ComutR
ComutR.Rmd
Preparing data for comut plots
The main input to comut is a dataframe with columns found in a typical maf file. Three columns are required by comut:
- Tumor_Sample_Barcode
- Hugo_Symbol
- Variant_Classification
For more information on the maf format and column names, visit maf format
Generating mock data
sample_ids <- as.character(1:10)
gene_names <- c("A", "B", "C", "D", "E", "F", "G", "H")
gene_names <- paste0("gene_", gene_names)
variant_types = c("Missense_Mutation", "Nonsense_Mutation", "In_Frame_Del", "In_Frame_Del", "Missense_Mutation", "Nonsense_Mutation", "Nonsense_Mutation")
maf <- expand.grid(
"Tumor_Sample_Barcode" = sample_ids,
"Hugo_Symbol" = gene_names
)
maf$Variant_Classification <- sample(variant_types,
size = nrow(maf), replace = TRUE)
# "Variant_Classification" = variant_types
input_maf <- maf %>%
dplyr::sample_frac(0.35)
input_maf %>% head()
## Tumor_Sample_Barcode Hugo_Symbol Variant_Classification
## 1 8 gene_B In_Frame_Del
## 2 8 gene_D In_Frame_Del
## 3 3 gene_G Nonsense_Mutation
## 4 7 gene_D In_Frame_Del
## 5 6 gene_C Nonsense_Mutation
## 6 3 gene_C In_Frame_Del
Basic Comut plots
comut(data = input_maf)
By default, comutR provides a colorscheme for the variant
classification, but this can be altered using the
variant_colors
and variant_scheme
arguments.
comut
also orders the rows by frequency of alterations.
Adding metadata
Metadata can be added through the metadata argument of comut.

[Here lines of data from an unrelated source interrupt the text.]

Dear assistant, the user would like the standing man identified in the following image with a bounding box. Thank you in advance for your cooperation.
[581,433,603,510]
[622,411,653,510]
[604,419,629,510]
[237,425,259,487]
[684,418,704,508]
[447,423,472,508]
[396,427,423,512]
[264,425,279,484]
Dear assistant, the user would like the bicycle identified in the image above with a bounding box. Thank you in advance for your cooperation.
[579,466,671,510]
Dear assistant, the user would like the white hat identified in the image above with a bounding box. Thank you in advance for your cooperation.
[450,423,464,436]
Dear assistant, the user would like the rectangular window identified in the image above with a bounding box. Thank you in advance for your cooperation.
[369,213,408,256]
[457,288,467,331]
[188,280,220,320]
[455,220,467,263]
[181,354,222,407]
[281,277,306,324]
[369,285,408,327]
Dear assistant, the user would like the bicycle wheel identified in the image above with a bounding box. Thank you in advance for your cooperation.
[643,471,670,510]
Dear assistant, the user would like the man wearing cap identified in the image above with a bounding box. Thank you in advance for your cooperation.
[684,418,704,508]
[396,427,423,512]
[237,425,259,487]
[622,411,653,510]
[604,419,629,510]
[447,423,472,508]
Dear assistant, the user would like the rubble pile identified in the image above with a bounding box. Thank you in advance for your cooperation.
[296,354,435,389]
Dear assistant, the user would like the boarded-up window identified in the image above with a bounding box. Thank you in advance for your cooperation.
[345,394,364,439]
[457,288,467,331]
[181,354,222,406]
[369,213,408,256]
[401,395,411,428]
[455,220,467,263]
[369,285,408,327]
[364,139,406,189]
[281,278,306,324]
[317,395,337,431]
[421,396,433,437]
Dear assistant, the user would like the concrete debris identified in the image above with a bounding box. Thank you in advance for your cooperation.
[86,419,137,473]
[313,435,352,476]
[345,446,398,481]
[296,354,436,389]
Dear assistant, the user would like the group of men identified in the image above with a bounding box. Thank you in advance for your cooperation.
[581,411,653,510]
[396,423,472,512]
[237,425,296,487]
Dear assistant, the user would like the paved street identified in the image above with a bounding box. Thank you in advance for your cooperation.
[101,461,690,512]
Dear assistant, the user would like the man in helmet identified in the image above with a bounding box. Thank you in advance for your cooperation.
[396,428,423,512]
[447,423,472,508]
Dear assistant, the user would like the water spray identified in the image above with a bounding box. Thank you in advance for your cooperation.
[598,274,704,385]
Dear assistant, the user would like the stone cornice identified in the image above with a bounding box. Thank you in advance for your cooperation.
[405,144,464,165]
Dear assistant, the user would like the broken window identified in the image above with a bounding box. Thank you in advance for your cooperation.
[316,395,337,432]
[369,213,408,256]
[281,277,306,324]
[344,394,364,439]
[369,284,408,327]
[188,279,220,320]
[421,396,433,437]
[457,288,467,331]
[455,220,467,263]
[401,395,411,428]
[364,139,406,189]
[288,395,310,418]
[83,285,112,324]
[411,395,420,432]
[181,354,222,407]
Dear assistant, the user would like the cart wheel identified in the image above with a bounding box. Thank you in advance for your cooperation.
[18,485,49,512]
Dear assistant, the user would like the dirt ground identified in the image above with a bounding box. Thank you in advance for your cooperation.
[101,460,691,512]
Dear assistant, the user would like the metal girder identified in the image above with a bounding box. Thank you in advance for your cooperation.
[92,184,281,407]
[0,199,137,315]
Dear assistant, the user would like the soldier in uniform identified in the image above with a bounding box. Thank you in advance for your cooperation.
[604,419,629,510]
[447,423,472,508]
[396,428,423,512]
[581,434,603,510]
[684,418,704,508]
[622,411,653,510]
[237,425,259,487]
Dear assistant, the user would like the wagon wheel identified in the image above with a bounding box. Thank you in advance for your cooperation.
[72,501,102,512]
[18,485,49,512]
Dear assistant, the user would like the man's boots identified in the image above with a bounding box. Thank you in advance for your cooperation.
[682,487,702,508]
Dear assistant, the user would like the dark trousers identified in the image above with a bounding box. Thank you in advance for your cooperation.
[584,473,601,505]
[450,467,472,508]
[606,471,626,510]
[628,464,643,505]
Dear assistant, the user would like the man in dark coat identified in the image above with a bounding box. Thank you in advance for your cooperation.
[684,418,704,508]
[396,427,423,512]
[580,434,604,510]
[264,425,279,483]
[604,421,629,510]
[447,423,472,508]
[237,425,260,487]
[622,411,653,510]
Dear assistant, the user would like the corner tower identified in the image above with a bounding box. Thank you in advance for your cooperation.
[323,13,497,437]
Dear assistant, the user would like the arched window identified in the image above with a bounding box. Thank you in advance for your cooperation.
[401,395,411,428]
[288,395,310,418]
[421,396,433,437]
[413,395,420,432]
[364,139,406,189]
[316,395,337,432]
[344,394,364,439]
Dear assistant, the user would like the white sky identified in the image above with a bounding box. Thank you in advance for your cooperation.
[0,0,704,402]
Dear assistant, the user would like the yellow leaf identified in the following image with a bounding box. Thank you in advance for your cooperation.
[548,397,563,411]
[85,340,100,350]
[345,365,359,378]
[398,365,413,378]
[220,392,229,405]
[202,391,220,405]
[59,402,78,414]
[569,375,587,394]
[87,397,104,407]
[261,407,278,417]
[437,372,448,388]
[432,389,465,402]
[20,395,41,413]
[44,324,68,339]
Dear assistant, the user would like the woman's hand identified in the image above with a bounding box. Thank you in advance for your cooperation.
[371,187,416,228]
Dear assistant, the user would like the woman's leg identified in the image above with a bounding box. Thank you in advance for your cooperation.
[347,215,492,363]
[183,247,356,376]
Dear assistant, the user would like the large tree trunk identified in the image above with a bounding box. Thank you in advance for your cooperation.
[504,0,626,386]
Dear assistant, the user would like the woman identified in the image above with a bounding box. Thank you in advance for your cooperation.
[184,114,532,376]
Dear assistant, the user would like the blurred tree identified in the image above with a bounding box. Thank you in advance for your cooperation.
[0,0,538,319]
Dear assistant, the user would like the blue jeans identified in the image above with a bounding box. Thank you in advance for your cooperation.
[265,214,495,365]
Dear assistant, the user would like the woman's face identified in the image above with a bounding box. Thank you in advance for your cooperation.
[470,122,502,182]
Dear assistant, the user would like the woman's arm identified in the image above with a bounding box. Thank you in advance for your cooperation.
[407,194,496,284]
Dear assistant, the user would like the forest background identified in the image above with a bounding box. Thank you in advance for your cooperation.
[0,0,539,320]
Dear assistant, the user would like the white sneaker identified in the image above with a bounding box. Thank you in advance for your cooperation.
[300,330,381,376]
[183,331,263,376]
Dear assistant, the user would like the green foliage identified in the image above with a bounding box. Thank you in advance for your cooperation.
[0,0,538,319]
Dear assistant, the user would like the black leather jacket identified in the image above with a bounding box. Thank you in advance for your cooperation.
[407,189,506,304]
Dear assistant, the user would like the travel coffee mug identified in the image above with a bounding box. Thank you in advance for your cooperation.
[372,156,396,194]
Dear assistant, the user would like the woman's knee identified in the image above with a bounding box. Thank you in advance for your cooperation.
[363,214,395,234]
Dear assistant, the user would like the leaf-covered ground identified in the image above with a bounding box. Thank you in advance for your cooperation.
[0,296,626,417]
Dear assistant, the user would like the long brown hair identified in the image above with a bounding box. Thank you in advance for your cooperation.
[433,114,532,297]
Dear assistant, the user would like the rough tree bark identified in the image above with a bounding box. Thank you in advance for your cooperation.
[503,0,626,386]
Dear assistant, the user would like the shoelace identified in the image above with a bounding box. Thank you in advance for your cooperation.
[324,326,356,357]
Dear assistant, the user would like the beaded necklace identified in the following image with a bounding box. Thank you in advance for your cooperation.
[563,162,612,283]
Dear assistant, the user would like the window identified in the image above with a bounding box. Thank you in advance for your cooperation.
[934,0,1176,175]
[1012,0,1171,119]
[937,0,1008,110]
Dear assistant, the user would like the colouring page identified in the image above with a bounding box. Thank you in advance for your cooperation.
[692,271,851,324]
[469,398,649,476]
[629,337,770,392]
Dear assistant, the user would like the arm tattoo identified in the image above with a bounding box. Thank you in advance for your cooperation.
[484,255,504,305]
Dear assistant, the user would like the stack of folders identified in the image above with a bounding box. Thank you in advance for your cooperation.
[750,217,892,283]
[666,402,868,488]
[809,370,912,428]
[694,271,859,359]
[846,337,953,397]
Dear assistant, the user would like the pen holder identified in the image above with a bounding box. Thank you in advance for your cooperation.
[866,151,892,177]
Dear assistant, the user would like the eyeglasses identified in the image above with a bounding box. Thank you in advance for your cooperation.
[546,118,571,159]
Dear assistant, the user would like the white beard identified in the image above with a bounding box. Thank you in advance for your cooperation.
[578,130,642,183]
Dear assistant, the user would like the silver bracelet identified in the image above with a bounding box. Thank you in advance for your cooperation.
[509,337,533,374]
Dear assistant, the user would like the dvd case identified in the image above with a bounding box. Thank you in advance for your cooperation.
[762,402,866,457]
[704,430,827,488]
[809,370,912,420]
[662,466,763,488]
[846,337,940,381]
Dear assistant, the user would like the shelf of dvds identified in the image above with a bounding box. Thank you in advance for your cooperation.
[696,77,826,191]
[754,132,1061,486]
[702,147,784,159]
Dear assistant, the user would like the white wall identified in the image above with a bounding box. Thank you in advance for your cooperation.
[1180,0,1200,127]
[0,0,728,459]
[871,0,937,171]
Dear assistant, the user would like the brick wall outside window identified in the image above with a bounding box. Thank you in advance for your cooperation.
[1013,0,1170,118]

This expects and dataframe with Tumor_Sample_Barcode and then additional columns for the metadata.
Along with metadata, you must pass the col_maps argument, which contains a named list of color maps corresponding to the columns in the metadata.
Here we have gender and biopsy site information for each sample, and we define color maps for the variables accordingly:
meta <- data.frame("Tumor_Sample_Barcode" = sample_ids)
meta$biopsy <- sample(c("Primary", "Metastasis"), size = nrow(meta), replace = TRUE)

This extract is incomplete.